The young American conductor Karina Cannellakis led a performance last week that was alternately gorgeous and meandering. The long first movement, where an earworm of a banal war march intrudes into a lively, peaceful scene sounded more like Bolero than the dark, grotesquely satirical joke it is meant to envision, and she found it impossible to pull all the disparate moods of the long symphony together. However, the orchestra sounded magnificent, especially percussionist Jacob Nissly and the entire 23-person brass section above. It was powerful hearing the work live for the first time and I look forward to hearing it again with a conductor who can pull it all together.
The musicians looked startled at the intrusion...
...but stage management managed to hoist the thing back into place without too much of a delay.
Prokofiev's first piano concerto is a 15-minute barn-burner that the composer wrote in 1911 while still at the St. Petersburg Conservatory. It's one of my favorite pieces of music, with an abundance of catchy melodies and intense rhythmic energy. Unfortunately, the Ukranian soloist Alexander Gavrylyuk above made a hash of it, playing too fast and eliding all the fun.
After intermission, debuting guest conductor Karina Canellakis led the huge orchestra in Shostakovich's Symphony #7. The 80-minute work was written during World War Two, some of it in Leningrad (the renamed St. Petersburg) during the Nazi siege on that city which eventually killed over a million people through bombing, starvation, and cold.
The symphony is a sprawling, four-movement work that was "lavishly praised in wartime, then largely dismissed in its aftermath," according to liner notes by Richard Whitehouse for Vasily Petrenko's Shostakovich set. It's still being largely dismissed, with the SF Chronicle's Joshua Kosman writing in his review of this performance, "The music can often meander around slowly, this way and that, like a drunk looking for a missing set of keys."
In the distant past, I often found Shostakovich's music bombastic and meandering, but after enough great performances at the SF Symphony with young conductors like Urbanski and Petrenko, I changed my mind and always give Shostakovich the benefit of the doubt. Petrenko has an interesting quote: "I've met a few people still alive who listened to all the first broadcasts of these war symphonies [#7-#9] and they've told me how they were sitting in the kitchen listening to the Seventh, and what a powerful emotional effect it had on them; the Eighth was more challenging, but they understood it; after the Ninth they got up in silence and left the room. The message was so clear: we may have won the war, but the same guy [Stalin} is in charge."
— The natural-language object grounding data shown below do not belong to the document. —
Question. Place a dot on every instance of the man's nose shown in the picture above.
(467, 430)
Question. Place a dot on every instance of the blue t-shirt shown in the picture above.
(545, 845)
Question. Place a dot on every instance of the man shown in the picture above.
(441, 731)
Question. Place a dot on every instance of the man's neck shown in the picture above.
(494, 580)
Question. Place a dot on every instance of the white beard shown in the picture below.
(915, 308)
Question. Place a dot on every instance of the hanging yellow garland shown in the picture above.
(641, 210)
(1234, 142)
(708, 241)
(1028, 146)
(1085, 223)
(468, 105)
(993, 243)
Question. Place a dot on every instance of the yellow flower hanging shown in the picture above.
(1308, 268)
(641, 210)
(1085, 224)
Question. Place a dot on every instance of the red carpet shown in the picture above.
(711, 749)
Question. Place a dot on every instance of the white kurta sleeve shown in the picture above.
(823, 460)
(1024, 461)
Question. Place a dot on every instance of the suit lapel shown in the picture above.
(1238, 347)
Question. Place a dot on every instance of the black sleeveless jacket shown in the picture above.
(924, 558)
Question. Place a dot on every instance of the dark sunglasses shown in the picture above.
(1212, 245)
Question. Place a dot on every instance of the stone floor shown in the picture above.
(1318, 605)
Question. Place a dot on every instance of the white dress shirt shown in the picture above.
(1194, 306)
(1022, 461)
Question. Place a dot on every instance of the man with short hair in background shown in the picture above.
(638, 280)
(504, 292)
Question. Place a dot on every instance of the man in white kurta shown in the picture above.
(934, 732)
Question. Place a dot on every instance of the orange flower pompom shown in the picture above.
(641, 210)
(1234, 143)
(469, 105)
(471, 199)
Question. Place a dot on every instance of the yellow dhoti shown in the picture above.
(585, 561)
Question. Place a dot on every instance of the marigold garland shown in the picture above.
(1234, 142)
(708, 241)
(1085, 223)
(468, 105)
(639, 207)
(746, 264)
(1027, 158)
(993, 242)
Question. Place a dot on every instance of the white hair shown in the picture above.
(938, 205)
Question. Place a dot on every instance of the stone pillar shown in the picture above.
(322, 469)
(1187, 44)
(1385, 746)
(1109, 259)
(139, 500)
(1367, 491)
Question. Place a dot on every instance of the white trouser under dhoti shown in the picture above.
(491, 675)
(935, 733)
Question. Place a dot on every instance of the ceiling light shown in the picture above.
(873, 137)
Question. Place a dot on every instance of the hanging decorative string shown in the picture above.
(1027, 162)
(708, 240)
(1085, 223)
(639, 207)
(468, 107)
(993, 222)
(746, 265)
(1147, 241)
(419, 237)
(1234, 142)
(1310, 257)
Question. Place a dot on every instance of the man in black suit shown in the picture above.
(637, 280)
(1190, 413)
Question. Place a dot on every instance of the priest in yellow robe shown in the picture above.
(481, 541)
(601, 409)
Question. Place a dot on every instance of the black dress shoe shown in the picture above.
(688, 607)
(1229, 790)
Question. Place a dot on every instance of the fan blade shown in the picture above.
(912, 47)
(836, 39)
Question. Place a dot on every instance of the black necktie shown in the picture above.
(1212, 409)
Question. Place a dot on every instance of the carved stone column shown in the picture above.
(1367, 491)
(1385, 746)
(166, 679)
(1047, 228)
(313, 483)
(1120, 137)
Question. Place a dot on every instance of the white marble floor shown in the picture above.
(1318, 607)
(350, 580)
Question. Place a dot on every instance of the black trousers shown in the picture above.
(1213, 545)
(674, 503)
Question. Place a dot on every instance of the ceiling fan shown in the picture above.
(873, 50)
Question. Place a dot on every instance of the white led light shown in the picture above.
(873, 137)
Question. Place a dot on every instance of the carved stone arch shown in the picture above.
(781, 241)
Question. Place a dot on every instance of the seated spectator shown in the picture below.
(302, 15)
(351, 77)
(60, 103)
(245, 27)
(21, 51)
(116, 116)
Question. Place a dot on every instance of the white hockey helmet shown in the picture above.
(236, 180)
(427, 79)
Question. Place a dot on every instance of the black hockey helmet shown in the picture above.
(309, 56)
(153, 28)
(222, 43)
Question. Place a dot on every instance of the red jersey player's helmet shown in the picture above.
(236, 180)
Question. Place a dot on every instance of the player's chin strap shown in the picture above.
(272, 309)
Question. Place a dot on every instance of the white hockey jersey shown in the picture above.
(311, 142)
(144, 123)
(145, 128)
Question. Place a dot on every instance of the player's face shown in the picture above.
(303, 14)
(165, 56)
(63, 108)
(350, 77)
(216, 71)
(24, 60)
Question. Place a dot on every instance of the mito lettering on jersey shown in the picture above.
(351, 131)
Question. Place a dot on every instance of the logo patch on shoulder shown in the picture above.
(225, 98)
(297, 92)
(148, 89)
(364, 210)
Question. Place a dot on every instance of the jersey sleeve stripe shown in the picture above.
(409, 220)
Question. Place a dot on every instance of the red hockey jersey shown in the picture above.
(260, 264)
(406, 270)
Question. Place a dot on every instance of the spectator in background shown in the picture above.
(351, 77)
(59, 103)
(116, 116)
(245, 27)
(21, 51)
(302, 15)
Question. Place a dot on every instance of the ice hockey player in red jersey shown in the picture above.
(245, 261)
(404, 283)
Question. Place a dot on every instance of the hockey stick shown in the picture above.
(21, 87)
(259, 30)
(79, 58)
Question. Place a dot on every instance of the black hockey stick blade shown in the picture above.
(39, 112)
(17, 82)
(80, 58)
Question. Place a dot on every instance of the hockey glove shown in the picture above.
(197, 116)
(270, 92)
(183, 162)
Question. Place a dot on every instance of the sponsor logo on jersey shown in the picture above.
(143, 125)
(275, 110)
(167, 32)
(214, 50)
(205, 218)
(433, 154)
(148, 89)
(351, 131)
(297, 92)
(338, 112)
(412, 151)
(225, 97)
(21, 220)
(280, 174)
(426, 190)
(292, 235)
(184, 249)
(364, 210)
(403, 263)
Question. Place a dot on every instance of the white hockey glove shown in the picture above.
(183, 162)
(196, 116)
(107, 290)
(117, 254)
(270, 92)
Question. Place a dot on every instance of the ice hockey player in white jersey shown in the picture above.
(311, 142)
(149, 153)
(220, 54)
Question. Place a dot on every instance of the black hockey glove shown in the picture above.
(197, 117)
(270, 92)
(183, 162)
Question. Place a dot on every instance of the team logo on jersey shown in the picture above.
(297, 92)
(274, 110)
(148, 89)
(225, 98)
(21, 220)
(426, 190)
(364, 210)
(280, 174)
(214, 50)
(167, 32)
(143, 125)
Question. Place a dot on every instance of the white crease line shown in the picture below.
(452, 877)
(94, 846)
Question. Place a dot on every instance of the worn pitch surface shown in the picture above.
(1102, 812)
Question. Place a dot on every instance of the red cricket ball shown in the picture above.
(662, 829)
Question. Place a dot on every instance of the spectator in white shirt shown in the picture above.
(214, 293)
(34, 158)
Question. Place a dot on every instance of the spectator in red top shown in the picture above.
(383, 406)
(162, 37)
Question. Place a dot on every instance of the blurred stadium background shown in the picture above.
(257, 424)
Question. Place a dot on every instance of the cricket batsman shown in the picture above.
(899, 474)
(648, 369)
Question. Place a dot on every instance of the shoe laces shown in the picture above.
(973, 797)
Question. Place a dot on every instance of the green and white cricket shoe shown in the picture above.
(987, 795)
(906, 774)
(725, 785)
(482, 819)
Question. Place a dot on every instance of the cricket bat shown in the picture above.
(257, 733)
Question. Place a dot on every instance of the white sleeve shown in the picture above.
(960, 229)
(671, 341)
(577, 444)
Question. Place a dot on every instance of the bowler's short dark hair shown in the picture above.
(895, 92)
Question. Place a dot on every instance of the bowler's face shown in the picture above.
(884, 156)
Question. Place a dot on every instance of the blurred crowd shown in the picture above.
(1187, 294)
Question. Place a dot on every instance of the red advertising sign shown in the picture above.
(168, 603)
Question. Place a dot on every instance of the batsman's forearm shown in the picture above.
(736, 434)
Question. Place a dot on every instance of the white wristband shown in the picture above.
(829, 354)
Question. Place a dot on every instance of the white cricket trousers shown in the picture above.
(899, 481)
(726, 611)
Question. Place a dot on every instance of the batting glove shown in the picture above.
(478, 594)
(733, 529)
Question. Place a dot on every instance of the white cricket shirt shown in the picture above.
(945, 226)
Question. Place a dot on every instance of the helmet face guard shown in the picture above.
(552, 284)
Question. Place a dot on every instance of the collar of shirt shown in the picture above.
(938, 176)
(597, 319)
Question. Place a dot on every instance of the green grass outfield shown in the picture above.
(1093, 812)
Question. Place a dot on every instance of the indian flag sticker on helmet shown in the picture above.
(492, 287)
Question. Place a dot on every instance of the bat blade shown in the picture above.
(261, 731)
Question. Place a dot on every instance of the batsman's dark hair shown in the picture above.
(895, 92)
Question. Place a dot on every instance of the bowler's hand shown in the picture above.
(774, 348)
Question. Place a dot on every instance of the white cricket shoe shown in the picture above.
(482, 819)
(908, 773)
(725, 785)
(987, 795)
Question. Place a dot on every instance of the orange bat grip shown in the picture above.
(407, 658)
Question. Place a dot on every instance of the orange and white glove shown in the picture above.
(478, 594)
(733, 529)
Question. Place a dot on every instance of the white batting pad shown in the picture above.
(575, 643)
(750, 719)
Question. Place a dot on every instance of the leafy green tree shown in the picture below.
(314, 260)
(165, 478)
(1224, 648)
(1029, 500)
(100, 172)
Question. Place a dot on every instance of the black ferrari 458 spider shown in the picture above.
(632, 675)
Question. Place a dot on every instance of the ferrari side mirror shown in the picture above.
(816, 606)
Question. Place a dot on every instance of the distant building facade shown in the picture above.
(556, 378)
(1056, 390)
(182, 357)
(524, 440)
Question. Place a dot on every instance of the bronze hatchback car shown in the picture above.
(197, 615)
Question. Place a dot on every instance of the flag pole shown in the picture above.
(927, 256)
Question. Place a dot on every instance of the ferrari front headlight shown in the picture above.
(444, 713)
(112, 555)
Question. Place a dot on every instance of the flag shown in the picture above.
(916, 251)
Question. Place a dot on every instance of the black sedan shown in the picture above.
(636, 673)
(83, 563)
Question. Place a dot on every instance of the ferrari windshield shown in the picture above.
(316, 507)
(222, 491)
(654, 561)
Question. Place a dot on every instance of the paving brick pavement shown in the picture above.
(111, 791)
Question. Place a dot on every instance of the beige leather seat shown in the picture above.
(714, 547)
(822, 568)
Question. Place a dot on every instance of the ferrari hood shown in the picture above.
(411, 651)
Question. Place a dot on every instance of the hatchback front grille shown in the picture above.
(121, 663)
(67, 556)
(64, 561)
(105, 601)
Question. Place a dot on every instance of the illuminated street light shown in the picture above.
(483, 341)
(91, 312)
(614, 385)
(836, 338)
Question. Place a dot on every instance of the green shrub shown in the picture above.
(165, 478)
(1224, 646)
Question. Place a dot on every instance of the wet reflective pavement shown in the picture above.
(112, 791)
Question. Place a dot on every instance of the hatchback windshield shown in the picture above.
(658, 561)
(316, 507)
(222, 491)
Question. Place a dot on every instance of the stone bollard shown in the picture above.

The young American conductor Karina Cannellakis led a performance last week that was alternately gorgeous and meandering. The long first movement, where an earworm of a banal war march intrudes into a lively, peaceful scene sounded more like Bolero than the dark, grotesquely satirical joke it is meant to envision, and she found it impossible to pull all the disparate moods of the long symphony together. However, the orchestra sounded magnificent, especially percussionist Jacob Nissly and the entire 23-person brass section above. It was powerful hearing the work live for the first time and I look forward to hearing it again with a conductor who can pull it all together.